Di fatto, attualmente, la figura del migrante, regolare o clandestino, evoca sentimenti di paura ed incertezza, perché essere ospitali significa misurarsi con problematiche correlate alla condizione dell’immigrato, come la disoccupazione, la criminalità, ecc.

Mi hanno colpito le riflessioni del Prof. Giovanni Peri, che studia da anni il fenomeno della migrazione, il quale si chiede perché l’Italia non affronti il tema dei migranti con un diverso approccio, cercando di pianificare la gestione di tale fenomeno, magari coinvolgendo gli stessi migranti che vivono in Italia e che conoscono le tradizioni dei loro conterranei.

Il problema, quindi, esiste e va affrontato immediatamente, senza ulteriori ritardi, di modo che chi arriva in Italia non possa più avere alcuna “scusa” per delinquere. Solo così l’immigrato potrà essere considerato una risorsa.

Regole precise, che vanno fatte rispettare, contingentamento degli arrivi, integrazione dell’immigrato.

Queste alcune proposte per evitare che un popolo sia considerato razzista. L’antirazzismo è tolleranza, ma diviene intolleranza, e non razzismo, quando l’ospite di un Paese ne sfida arrogantemente le regole, abusando finanche della impunità assicurata da un sistema penale incapace di punirlo per gli stessi fatti che, se commessi da un cittadino di quello stesso Paese, rischiano di avere un epilogo molto più severo. Personalmente non so se sia peggiore il razzismo o la tolleranza estrema, quella che permette a qualunque immigrato di commettere crimini efferati nel nostro Paese restando impunito.

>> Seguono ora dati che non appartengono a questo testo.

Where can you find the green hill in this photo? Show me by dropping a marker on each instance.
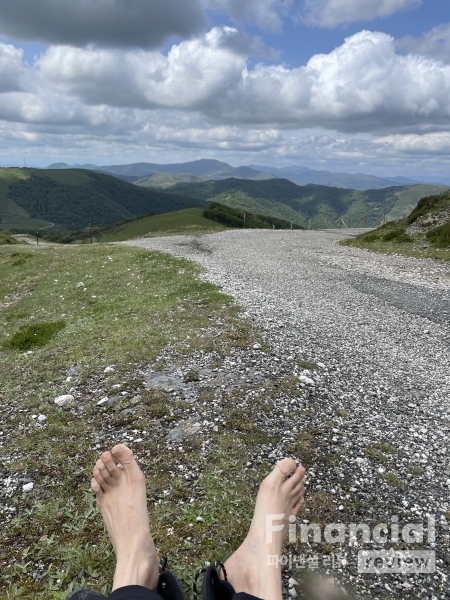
(6, 239)
(73, 198)
(232, 217)
(185, 222)
(409, 197)
(165, 180)
(311, 205)
(424, 233)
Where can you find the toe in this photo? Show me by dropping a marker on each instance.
(97, 475)
(110, 465)
(105, 474)
(123, 455)
(298, 506)
(298, 476)
(95, 486)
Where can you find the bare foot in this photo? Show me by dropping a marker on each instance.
(248, 569)
(121, 498)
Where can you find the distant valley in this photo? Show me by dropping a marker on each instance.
(71, 198)
(165, 175)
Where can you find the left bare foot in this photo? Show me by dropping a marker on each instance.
(122, 501)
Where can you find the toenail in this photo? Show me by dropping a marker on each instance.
(286, 474)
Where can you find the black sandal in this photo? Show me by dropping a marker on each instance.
(168, 587)
(213, 588)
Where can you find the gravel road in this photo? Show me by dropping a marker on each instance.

Visto in quest’ottica, risulta evidente come il problema non sia il colore della pelle, ma l’arroganza e l’insolenza, che spesso sfociano nell’offesa dei costumi di una nazione e nell’ingiuria del suo popolo. Questo é il vero ed unico problema. Non il razzismo, non l’intolleranza, ma solo la pretesa che la nostra terra venga rispettata come noi la rispettiamo e come i nostri antenati hanno rispettato le terre sulle quali hanno approdato, essi stessi, da migranti.